If each logic cpu The current activity process is no more than 4, which means it is acceptable;
If each logic cpu If the current active process is greater than 5, the system performance problem is serious.

General calculation method: load value / number of logical CPUs

You can also judge whether the system is busy in combination with the vmstat command, where:

procs
r: Number of processes waiting to run.
b: The number of processes in non disruptive sleep.
w: The number of runnable processes swapped out.

memeory
swpd: Virtual memory usage, in KB. 
free: Free memory, in KB. 
buff: The amount of memory used as a cache, in KB. 

swap
si: Number of swap pages swapped from disk to memory, unit: KB. 
so: Number of swap pages swapped from memory to disk, unit: KB. 

io
bi: Number of blocks sent to the block device, unit: KB. 
bo: The number of blocks received from the block device, in KB. 

system
in: Number of interrupts per second, including clock interrupts.
cs: Number of environment switches per second.

cpu
 Press cpu The total usage percentage of is displayed.
us: cpu Usage time.
sy: cpu System usage time.
id: Idle time.

1.5 other parameters

View kernel version number:
uname -a

Simplify command: uname -r

Check whether the system is 32-bit or 64 bit:
file /sbin/init

View release:
cat /etc/issue
 or lsb_release -a

View the relevant modules loaded in the system:
lsmod

see pci set up:
lspci

II. Performance evaluation of Linux server

2.1.1 factors affecting Linux server performance

1. Operating system level

CPU
 Memory
 disk I/O bandwidth
 network I/O bandwidth

2. Application level

2.1.2 system performance evaluation criteria

Factors affecting performance good bad too bad
CPU user% + sys%< 70% user% + sys%= 85% user% + sys% >=90%
Memory Swap In(si)=0 Swap Out(so)=0 Per CPU with 10 page/s More Swap In & Swap Out
disk iowait % < 20% iowait % =35% iowait % >= 50%

Of which:

%user: express CPU Percentage of time in user mode.
%sys: express CPU Percentage of time in system mode.
%iowait: express CPU Percentage of time waiting for input and output to complete.
swap in: Namely si,Represents the page import of virtual memory, that is, from SWAP DISK Swap to RAM
swap out: Namely so,Represents the page export of virtual memory, that is, from RAM Swap to SWAP DISK

2.1.3 system performance analysis tools

1. Common system commands

Vmstat, sar, iostat, netstat, free, ps, top, etc

2. Common combination methods

vmstat,sar,iostat Check whether it is CPU bottleneck
free,vmstat Detect whether it is a memory bottleneck
iostat Detect whether it is a disk I/O bottleneck
netstat Check whether it is a network bandwidth bottleneck

2.1.4 Linux performance evaluation and optimization

Overall system performance evaluation (uptime command)
uptime

16:38:00 up 118 days, 3:01, 5 users,load average: 1.22, 1.02, 0.91

be careful:

  • Generally, the load average ternary size cannot be greater than the number of system CPU s.

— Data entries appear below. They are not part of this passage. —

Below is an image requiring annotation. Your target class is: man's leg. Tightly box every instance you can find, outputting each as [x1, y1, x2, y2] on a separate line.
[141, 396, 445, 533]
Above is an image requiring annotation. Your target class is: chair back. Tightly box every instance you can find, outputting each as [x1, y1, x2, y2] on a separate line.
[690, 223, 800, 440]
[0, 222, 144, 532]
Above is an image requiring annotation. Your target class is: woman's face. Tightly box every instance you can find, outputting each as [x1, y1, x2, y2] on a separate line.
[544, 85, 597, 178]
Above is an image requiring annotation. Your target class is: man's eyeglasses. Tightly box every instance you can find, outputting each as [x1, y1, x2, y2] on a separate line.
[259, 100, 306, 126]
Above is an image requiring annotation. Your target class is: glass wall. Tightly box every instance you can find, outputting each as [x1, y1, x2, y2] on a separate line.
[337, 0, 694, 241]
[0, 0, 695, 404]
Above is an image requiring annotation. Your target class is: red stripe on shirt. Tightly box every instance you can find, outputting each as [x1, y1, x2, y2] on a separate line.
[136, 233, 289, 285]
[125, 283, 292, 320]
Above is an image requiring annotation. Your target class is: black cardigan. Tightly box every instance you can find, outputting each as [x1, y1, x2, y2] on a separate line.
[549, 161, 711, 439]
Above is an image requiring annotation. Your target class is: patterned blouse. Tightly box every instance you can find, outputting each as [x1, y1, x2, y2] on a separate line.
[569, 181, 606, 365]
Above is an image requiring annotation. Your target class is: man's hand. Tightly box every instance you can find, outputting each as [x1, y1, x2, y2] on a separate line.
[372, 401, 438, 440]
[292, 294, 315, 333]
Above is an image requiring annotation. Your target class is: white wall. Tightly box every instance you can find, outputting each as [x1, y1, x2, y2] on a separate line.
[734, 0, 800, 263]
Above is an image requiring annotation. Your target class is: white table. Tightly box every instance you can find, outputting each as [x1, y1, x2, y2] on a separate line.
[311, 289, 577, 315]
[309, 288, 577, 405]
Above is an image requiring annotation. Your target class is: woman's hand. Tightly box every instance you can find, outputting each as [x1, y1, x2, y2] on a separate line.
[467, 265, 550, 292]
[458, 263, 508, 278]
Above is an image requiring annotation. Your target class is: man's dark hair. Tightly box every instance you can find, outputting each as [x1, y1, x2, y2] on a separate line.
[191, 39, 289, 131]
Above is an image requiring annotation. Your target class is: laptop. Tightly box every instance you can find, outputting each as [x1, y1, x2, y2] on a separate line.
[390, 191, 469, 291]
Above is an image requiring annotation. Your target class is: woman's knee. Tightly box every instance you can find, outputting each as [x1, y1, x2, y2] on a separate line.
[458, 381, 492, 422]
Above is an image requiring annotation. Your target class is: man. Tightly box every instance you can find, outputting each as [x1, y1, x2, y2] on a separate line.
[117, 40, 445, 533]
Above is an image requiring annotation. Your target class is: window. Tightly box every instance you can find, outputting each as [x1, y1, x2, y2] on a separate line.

The system has 8 CPUs. If the three values of load average are greater than 8 for a long time, it indicates that the CPU is very busy and the load is very high, which may affect the system performance.

  • However, if it is greater than 8 occasionally, it will not affect the system performance.

  • If the output value of load average is less than the number of CPUs, it indicates that the CPU has an idle time slice. For example, the output in this example, the CPU is very idle

2.2.1 CPU performance evaluation

1. Use vmstat command to monitor system CPU

Displays the brief performance information related to various resources of the system, mainly depending on the CPU load.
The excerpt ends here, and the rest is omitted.